Question 6.2: The cross section of a beam is a T with the dimensions shown......
The cross section of a beam is a T with the dimensions shown in Fig. 1.
The moment at the section is M = 4 kip · ft. Determine (a) the location of the neutral axis of the cross section, (b) the moment of inertia with respect to the neutral axis, and (c) the maximum tensile stress and the maximum compressive stress on the cross section.
Plan the Solution To use the flexure formula, Eq. 6.13, we need first to locate the centroid of the cross section and then compute the moment of inertia about an axis through the centroid (Appendix C). Since M is positive, the maximum compressive stress occurs in the top fibers, and the maximum tensile stress occurs in the bottom fibers.
σ_x = \frac{-My}{I} Flexure Formula (6.13)
(a) Locate the neutral axis. As indicated in Fig. 2, we can pick an arbitrary origin at the bottom and let a coordinate in the y-direction be called η. Then, by summing area contributions to the first moment, we have
\int_A {η dA} = \int_{A1} {η dA } +\int_{A2}{η dA}or
\bar{η}A = \bar{η}_1A_1 + \bar{η}_2A_2 = (5.5 in.)(5 in²) + (2.5 in.)(5 in²) = 40 in³
where
A = A_1 + A_2 = (5 in²) + (5 in²) = 10 in²
Then,
\bar{η} = \frac{40 in^3} {10 in^2} = 4.0 in. (a)
(b) Determine the moment of inertia with respect to the neutral axis. The moment of inertia of a rectangle about an axis through its own centroid is
I_C =\frac{1} {12}bh^3and, from the parallel-axis theorem, the moment of inertia about an axis through C′ parallel to the axis through the centroid C is
I_{C′} = I_C + Ad^2_{CC′}Therefore,
I = (I_{C1} + A_1d^2_{C1C}) + (I_{C2} + A_2d^2_{C2C})= \left[\frac{1} {12} (5 in.)(1 in.)^3 + (5 in.)(1 in.)(1.5 in.)^2\right]
+ \left[ \frac{1}{12}(1 in.)(5 in.)^3 + (1 in.)(5 in.)(1.5 in.)^2\right]
so,
I = 33.3 in^4 (b)
(c) Compute σ_{max T} and σ_{max C}. The maximum compression occurs at the top of the beam, and the maximum tension occurs at the bottom of the beam. From the flexure formula, Eq. 6.13,
σ_x = \frac{-My}{I}:
σ_{max C} = σ(x, 2 in.) = \frac{-(4 kip · ft)(12 in./ft)(2 in.)} {33.3 in^4}
= -2.88 ksi (2.88 ksi C)
σ_{max T} = σ(x, -4 in.) = \frac{-(4 kip · ft)(12 in./ft)(-4 in.)} {33.3 in^4}
= 5.76 ksi (5.76 ksi T)
σ_{max T} = 5.76 ksi, σ_{maxC} = -2.88 ksi (c)

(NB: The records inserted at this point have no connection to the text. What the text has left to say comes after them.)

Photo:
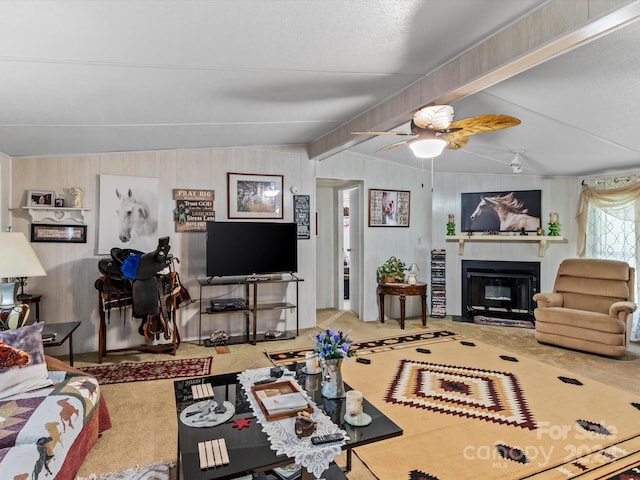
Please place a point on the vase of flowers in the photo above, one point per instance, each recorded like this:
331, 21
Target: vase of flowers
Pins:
332, 347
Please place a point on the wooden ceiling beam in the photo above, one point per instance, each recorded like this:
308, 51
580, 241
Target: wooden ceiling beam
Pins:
557, 27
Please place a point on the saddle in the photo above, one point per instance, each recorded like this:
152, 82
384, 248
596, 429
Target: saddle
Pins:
140, 275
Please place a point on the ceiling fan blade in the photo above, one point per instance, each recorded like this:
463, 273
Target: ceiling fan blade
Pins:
394, 145
392, 132
484, 123
456, 141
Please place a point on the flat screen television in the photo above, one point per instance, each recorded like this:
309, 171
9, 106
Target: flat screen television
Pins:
506, 211
251, 248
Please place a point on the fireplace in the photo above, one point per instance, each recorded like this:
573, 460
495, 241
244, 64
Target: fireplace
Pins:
499, 289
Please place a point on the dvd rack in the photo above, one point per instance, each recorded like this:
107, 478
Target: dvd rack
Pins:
438, 283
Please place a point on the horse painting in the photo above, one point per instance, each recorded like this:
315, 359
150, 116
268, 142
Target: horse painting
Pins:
510, 211
137, 214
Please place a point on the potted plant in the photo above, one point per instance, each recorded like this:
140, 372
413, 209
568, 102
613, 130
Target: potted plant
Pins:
391, 271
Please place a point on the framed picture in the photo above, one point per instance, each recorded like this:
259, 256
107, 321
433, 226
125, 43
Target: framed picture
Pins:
39, 198
506, 211
58, 233
389, 208
129, 213
254, 196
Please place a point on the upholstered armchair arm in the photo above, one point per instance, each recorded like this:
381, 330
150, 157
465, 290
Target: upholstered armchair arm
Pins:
622, 309
545, 300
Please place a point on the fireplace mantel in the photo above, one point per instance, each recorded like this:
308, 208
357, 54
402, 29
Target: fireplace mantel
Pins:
541, 240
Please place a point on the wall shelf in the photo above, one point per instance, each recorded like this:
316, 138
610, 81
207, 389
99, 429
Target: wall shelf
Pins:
541, 240
56, 214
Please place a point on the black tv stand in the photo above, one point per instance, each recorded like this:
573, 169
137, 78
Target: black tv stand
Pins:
249, 305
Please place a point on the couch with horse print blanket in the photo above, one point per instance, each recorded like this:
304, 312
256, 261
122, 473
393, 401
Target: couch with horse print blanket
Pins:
46, 432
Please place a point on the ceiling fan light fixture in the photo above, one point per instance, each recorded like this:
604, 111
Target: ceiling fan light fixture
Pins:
436, 117
429, 148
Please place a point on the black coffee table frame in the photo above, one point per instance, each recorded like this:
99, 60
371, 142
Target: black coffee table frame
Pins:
249, 449
63, 331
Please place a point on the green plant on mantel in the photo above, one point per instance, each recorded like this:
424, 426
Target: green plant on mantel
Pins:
391, 271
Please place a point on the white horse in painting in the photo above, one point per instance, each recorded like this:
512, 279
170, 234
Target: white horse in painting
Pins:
513, 216
137, 214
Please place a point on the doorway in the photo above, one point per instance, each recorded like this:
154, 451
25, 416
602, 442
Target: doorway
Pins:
349, 248
338, 244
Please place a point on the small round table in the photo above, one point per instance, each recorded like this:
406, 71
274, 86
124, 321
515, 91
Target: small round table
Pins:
403, 289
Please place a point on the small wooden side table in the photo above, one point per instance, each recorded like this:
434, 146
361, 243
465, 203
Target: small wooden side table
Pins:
402, 290
31, 299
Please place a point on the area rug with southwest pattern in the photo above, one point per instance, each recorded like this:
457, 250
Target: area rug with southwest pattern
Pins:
288, 357
469, 410
141, 371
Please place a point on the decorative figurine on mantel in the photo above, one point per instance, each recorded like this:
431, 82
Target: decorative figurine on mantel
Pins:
77, 193
451, 226
554, 226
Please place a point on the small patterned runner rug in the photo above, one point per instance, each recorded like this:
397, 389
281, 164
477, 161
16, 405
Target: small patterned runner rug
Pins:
140, 371
157, 471
503, 322
287, 357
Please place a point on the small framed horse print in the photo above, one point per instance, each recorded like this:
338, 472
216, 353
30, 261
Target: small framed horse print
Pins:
508, 211
389, 208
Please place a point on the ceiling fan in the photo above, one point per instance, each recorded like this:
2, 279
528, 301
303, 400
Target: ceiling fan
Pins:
432, 130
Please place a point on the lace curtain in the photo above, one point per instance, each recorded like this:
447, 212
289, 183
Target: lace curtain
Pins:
609, 227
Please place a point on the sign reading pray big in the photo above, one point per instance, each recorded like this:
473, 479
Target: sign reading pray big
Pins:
193, 209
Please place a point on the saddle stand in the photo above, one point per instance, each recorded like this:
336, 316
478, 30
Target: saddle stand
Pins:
149, 284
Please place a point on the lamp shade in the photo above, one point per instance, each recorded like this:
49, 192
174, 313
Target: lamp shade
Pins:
17, 257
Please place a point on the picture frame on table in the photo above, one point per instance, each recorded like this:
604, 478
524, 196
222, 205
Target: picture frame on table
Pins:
41, 232
253, 196
40, 198
389, 208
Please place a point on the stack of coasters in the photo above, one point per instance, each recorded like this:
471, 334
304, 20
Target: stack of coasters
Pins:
203, 390
213, 453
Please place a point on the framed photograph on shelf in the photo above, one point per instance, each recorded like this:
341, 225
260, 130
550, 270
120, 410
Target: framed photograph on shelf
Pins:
58, 233
254, 196
389, 208
40, 198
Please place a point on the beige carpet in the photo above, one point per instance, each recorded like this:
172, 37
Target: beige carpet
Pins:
144, 420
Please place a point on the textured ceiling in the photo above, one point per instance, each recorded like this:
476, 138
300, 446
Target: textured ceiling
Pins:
110, 76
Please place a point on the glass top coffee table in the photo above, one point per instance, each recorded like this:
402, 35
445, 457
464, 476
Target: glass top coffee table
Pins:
248, 448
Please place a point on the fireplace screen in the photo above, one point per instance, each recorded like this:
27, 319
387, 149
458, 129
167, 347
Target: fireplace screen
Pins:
499, 292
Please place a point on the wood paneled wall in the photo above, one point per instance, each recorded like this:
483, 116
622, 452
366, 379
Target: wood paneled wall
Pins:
68, 290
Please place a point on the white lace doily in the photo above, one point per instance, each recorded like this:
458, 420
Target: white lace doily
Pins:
281, 434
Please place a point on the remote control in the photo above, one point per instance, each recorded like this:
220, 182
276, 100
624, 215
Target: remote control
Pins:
332, 437
266, 380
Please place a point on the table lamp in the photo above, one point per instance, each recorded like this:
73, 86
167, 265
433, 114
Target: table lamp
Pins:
17, 260
413, 274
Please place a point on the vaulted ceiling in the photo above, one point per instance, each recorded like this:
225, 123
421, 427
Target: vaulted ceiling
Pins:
136, 75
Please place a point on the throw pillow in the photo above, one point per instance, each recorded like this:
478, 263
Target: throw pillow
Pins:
22, 362
14, 317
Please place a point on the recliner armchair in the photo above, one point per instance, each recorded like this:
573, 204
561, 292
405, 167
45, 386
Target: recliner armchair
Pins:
591, 307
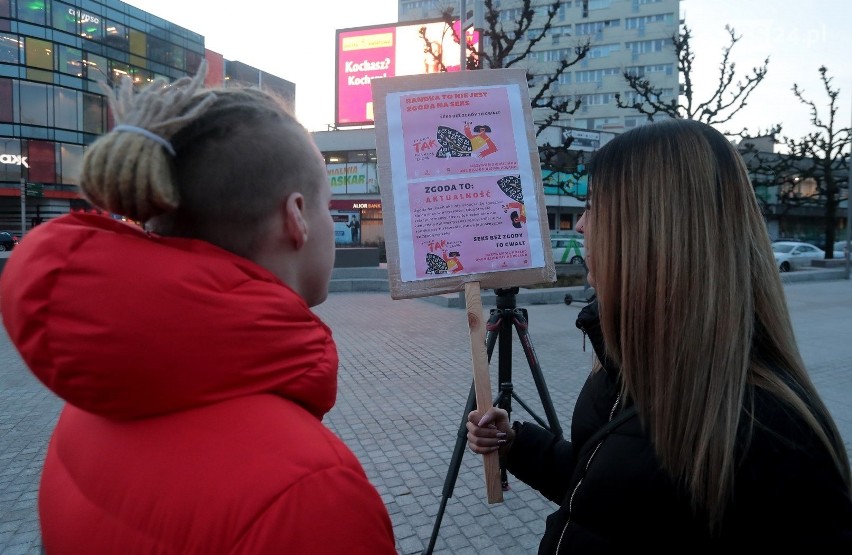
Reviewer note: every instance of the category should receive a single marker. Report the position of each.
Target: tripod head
(506, 298)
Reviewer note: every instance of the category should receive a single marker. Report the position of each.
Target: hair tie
(145, 133)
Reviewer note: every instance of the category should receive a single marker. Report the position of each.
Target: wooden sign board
(460, 182)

Review the Solution The centroid must lie between the centroids of the two areas A_1 and A_2. Furthermore, since the areas are equal, the combined centroid C lies midway between the individual centroids, as we obtained above.
To see if the order of magnitude of I is reasonable, we can compare our answer with the moment of inertia of a 1 in. × 6 in. web about its own centroid (\frac{1}{12}(1)(6)^3 = 18 in^4). Thus, the value of I = 33.3 in^4 appears reasonable.
Finally, since the T-section is not symmetric about the neutral axis, the maximum tension and maximum compression are not equal in magnitude, but, since σ is linear in y, their magnitudes are in the ratio of the distances to the top and bottom fibers.
(See Homework Problem 6.6-6, where the effect of misalignment of the load is examined.)